Regras previstas na legislação e decisões recentes reforçam a possibilidade de extinção de cobranças judiciais em processos que permanecem sem movimentação por longos períodos

Campo Grande, 15 de junho de 2026

A possibilidade de extinção de cobranças de dívidas antigas tem chamado a atenção de consumidores em todo o país. Com base em mudanças introduzidas pela Lei nº 14.195/2021 e em entendimentos recentes do Judiciário, processos que permanecem paralisados por anos podem ser encerrados, impedindo a continuidade da cobrança judicial.

As medidas fazem parte de um esforço para reduzir o volume de ações acumuladas nos tribunais e garantir maior segurança jurídica tanto para credores quanto para devedores.

Prescrição intercorrente ganhou reforço na legislação

A Lei nº 14.195, sancionada em 2021, incluiu no Código Civil a chamada prescrição intercorrente, mecanismo que estabelece limites para a continuidade de ações de cobrança que ficam sem andamento por longos períodos.

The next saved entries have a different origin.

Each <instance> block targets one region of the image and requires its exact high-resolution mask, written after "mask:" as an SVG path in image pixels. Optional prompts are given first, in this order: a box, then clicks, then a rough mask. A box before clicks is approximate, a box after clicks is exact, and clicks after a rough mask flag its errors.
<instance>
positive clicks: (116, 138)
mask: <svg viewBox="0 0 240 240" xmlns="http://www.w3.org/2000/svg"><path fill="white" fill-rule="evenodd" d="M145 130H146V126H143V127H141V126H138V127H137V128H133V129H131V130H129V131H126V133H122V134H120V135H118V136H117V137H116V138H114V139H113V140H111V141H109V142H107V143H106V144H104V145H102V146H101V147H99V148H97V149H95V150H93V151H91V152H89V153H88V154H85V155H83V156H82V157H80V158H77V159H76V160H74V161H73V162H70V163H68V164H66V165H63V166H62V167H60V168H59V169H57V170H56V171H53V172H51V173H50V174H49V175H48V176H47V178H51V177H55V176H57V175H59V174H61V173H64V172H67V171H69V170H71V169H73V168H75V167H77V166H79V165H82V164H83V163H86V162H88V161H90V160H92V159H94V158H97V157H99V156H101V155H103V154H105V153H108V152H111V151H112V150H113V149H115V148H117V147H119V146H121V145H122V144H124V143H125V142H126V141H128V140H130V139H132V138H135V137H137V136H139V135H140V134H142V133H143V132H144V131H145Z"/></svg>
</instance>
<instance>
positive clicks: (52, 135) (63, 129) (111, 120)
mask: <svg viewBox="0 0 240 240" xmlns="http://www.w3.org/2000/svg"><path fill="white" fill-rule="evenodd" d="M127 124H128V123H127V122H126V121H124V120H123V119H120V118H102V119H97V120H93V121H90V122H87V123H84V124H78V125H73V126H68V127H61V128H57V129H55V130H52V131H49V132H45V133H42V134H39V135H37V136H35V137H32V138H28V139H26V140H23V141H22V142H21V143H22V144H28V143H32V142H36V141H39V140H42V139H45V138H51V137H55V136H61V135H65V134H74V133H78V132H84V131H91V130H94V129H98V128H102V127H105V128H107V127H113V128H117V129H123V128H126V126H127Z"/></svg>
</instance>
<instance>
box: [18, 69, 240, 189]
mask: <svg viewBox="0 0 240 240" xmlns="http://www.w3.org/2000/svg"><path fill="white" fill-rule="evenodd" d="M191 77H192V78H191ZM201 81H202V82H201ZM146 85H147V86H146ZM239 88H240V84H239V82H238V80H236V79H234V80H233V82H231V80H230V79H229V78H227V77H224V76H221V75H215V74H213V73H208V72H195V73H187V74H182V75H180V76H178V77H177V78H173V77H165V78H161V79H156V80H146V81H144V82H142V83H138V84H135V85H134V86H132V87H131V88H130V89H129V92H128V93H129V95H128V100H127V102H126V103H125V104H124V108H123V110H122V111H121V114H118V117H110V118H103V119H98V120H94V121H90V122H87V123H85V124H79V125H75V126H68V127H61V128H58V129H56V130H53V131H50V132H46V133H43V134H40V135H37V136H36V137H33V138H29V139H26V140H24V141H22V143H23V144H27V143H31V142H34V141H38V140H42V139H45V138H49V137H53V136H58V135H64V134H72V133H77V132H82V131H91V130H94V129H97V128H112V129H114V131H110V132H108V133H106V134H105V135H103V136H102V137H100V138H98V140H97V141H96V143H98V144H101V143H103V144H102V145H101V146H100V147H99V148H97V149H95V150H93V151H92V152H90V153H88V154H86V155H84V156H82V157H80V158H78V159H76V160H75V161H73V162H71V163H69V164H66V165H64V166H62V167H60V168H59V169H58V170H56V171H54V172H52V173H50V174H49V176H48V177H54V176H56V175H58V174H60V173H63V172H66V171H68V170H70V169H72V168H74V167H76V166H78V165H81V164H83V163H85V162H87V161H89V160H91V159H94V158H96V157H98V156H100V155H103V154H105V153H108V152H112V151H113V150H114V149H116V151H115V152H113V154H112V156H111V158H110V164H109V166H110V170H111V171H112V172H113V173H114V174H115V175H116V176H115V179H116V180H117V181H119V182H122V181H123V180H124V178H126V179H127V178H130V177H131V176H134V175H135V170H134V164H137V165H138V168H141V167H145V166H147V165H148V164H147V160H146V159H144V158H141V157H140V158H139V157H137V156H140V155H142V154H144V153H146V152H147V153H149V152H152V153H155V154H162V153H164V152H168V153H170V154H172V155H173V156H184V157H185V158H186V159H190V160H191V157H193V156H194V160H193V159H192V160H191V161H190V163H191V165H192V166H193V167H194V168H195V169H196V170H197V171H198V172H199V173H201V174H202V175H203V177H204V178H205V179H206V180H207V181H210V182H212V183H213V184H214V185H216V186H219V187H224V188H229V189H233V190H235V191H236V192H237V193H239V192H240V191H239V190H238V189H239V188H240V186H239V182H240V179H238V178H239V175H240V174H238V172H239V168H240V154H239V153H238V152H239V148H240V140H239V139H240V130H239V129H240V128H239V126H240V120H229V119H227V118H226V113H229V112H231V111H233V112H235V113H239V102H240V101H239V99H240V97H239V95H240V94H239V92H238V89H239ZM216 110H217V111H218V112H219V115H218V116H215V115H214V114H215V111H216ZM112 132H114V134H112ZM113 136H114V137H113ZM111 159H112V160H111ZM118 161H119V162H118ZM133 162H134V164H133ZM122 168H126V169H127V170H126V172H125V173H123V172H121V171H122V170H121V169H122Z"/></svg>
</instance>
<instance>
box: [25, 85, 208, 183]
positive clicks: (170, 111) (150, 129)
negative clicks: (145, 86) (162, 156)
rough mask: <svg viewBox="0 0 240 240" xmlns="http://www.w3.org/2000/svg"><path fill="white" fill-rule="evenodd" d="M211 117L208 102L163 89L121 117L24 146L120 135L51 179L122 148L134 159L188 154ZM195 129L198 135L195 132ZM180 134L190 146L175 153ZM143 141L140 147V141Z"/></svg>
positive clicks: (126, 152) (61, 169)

Na prática, quando não há localização de bens ou do próprio devedor e o processo permanece sem movimentação dentro dos prazos estabelecidos pela legislação, a cobrança judicial pode ser extinta.

Especialistas ressaltam, entretanto, que a análise depende das particularidades de cada caso e da manifestação do Poder Judiciário.

Nome deve ser retirado dos órgãos de proteção ao crédito

Outra regra já prevista na legislação determina que, após cinco anos, o débito deixa de constar nos cadastros de inadimplentes, como SPC Brasil e Serasa.

Apesar disso, a dívida não desaparece automaticamente. As empresas continuam podendo oferecer acordos e negociações extrajudiciais, desde que respeitados os limites estabelecidos pela lei.

Medidas buscam desafogar o Judiciário

Nos últimos anos, o Conselho Nacional de Justiça (CNJ) também adotou medidas voltadas à redução do estoque de processos antigos, permitindo o encerramento de determinadas execuções que permanecem sem qualquer movimentação por períodos prolongados.

A iniciativa busca tornar mais eficiente a tramitação dos processos e evitar que ações sem perspectiva de recuperação continuem sobrecarregando o sistema judiciário.

Especialistas recomendam cautela em renegociações

Advogados da área de direito do consumidor alertam que acordos ou reconhecimentos formais da dívida podem reiniciar a contagem dos prazos prescricionais, restabelecendo o direito de cobrança.

Por isso, antes de aderir a propostas de renegociação, a recomendação é que o consumidor procure orientação especializada e verifique a situação do débito junto aos órgãos competentes.

Embora a legislação e as decisões recentes ampliem a possibilidade de extinção de cobranças antigas, especialistas destacam que não existe uma regra automática válida para todos os casos, sendo necessária a análise individual de cada processo.